Both Sanchez and Terrones elected to proceed to trial in this case. Although neither Sanchez nor Terrones testified at trial, their trial strategy was to attempt to persuade the jury that the government's proof did not demonstrate that they had knowledge of the cocaine secreted in the respective load trucks. After the jury returned verdicts of guilty, Sanchez and Terrones each told the probation officer that he was merely a courier. In their statements at allocution, they did not admit that they had participated in the planning of the offense.

63

The district court denied a two-point reduction for acceptance of responsibility, finding that Sanchez and Terrones had failed to acknowledge the true extent of their participation in the offense. The extensive evidence of Sanchez's and Terrones' roles in the preparation and planning for the offense supports the district court's conclusion that their post-verdict attempts to persuade the court that they were mere couriers was in fact an attempt to understate their roles in the offense. The district court's finding that Sanchez and Terrones did not accept responsibility for their criminal conduct is not clearly erroneous.
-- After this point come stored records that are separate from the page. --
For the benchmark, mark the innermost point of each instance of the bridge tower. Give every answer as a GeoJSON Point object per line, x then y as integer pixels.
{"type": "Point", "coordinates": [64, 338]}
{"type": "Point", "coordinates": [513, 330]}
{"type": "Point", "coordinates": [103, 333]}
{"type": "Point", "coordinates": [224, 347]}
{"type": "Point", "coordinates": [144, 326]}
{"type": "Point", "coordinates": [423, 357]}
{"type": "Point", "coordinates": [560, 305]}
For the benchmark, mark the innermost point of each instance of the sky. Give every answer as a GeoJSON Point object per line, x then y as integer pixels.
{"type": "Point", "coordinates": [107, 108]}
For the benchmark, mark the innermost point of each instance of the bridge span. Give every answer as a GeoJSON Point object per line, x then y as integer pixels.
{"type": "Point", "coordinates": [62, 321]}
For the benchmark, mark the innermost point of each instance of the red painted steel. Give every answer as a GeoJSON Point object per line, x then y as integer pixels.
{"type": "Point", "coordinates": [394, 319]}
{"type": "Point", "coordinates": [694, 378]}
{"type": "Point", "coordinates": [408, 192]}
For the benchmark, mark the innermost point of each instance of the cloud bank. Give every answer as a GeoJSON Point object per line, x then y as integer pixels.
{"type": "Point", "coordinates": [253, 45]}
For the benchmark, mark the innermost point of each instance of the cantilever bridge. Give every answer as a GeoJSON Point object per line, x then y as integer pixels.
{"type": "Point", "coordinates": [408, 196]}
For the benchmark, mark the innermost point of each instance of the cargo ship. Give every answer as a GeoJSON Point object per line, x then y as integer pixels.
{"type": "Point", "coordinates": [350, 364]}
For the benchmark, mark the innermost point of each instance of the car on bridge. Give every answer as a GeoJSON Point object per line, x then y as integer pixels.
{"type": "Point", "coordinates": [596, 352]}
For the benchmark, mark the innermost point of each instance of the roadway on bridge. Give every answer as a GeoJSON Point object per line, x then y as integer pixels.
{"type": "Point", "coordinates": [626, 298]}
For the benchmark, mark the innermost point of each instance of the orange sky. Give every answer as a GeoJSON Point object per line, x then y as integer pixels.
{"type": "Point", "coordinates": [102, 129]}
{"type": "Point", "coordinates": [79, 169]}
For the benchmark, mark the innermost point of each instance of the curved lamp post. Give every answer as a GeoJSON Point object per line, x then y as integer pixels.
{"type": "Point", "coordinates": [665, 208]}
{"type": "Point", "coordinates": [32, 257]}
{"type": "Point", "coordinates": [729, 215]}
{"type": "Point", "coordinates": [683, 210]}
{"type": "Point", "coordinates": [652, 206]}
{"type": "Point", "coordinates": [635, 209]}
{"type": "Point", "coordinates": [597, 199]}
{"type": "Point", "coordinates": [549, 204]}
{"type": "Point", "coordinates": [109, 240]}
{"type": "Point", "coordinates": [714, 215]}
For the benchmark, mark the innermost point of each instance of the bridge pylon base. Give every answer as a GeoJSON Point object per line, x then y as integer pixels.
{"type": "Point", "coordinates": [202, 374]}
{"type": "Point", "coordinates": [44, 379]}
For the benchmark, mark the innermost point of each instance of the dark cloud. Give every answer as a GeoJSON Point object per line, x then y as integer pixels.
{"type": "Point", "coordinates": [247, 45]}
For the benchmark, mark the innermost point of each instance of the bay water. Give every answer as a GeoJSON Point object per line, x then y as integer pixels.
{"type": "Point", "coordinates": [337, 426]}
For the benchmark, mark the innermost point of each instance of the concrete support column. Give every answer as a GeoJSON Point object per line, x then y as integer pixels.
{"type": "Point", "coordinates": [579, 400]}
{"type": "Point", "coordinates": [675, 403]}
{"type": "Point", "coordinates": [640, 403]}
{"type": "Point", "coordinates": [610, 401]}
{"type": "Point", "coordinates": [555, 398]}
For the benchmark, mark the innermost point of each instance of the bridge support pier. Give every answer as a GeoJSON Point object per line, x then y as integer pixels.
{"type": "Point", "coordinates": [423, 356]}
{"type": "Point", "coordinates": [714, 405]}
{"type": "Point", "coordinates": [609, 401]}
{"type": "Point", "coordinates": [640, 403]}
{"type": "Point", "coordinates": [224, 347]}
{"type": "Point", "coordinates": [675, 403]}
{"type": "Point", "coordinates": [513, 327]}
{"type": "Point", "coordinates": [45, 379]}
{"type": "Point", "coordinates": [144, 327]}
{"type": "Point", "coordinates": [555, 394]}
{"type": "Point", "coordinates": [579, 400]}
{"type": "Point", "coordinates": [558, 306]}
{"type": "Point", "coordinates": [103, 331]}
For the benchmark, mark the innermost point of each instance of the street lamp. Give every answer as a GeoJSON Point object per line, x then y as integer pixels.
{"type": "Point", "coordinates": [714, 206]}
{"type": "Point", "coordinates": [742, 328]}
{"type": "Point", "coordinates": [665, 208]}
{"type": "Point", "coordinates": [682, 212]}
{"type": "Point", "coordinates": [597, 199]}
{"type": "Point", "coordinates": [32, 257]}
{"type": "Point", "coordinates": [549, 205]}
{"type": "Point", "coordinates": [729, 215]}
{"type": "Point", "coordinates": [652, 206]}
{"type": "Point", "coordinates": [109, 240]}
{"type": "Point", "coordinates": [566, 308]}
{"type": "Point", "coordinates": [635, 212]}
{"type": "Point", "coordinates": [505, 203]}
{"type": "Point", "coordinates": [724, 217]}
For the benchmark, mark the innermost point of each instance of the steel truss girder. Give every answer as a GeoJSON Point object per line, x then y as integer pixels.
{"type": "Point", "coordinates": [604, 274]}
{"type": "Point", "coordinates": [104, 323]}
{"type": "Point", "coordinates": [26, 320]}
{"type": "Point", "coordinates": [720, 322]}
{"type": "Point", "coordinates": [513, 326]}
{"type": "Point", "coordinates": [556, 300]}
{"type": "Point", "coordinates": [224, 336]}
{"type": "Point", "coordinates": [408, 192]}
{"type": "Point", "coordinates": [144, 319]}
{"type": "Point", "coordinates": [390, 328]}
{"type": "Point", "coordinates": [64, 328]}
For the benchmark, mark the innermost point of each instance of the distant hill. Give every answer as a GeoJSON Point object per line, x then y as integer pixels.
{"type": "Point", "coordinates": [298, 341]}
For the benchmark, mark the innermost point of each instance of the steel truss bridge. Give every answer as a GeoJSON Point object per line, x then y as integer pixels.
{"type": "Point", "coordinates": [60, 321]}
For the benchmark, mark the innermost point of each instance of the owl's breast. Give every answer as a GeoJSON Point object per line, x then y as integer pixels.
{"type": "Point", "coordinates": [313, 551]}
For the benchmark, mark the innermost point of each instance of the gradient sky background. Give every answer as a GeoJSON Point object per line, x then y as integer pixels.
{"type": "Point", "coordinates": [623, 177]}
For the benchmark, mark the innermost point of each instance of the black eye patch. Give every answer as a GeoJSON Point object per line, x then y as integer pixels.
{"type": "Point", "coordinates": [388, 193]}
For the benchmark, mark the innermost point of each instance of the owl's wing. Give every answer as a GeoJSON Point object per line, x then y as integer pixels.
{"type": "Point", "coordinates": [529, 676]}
V. Identity of the Confidential Informant

64

The San Diego Police Department's Narcotics Task Force began surveillance of the appellants in October 1988 in response to a confidential informant's tip. Terrones sought disclosure of the informant's identity during pretrial hearings. The district court denied his request after conducting an in camera interview with the informant. Terrones contends that the district court erred in refusing to disclose the confidential informant's identity. We review "for abuse of discretion the court's denial of a motion to compel disclosure of an informant's identity." United States v. Johnson, 886 F.2d 1120, 1122 (9th Cir.1989), cert. denied, --- U.S. ----, 110 S.Ct. 1830, 108 L.Ed.2d 959 (1990).

65

The government has a limited privilege to withhold the identity of a confidential informant. United States v. Williams, 898 F.2d 1400, 1402 (9th Cir.1990). An informant's confidentiality serves important law enforcement objectives. Roviaro v. United States, 353 U.S. 53, 59, 77 S.Ct. 623, 627, 1 L.Ed.2d 639 (1957). Determining whether to reveal an informant's identity

66

calls for balancing the public interest in protecting the flow of information against the individual's right to prepare his defense. Whether a proper balance renders nondisclosure erroneous must depend on the particular circumstances of each case, taking into consideration the crime charged, the possible defenses, the possible significance of the informer's testimony, and other relevant factors.

67

Id. at 62, 77 S.Ct. at 628-29. Although the informer's privilege must give way when the disclosure of the informant's identity "is relevant and helpful to the defense of an accused, or is essential to a fair determination of a cause," id. at 60-61, 77 S.Ct. at 627-28, the burden is on the movant to demonstrate the need for disclosure. United States v. Johnson, 886 F.2d at 1122. The "mere suspicion that information will prove helpful is insufficient to require disclosure." Id. (citing United States v. Buffington, 815 F.2d 1292, 1299 (9th Cir.1987)); see also United States v. Tousant, 619 F.2d 810, 813 (9th Cir.1980) ("Mere speculation about what the informer's testimony might be is not sufficient."); United States v. Trejo-Zambrano, 582 F.2d 460, 466 (9th Cir.) (Movant "must do more than speculate that disclosure will prove helpful."), cert. denied, 439 U.S. 1005, 99 S.Ct. 618, 58 L.Ed.2d 682 (1978).

68

We have independently reviewed the transcript of the district court's in camera interview with the confidential informant. We conclude that the disclosure of the informant's identity would not have been helpful to the defense or essential to the fair determination of this cause. The district court did not abuse its discretion in denying Terrones' motion to compel the disclosure of the confidential informant's identity.

CONCLUSION

69

The district court's imposition of sentence is AFFIRMED.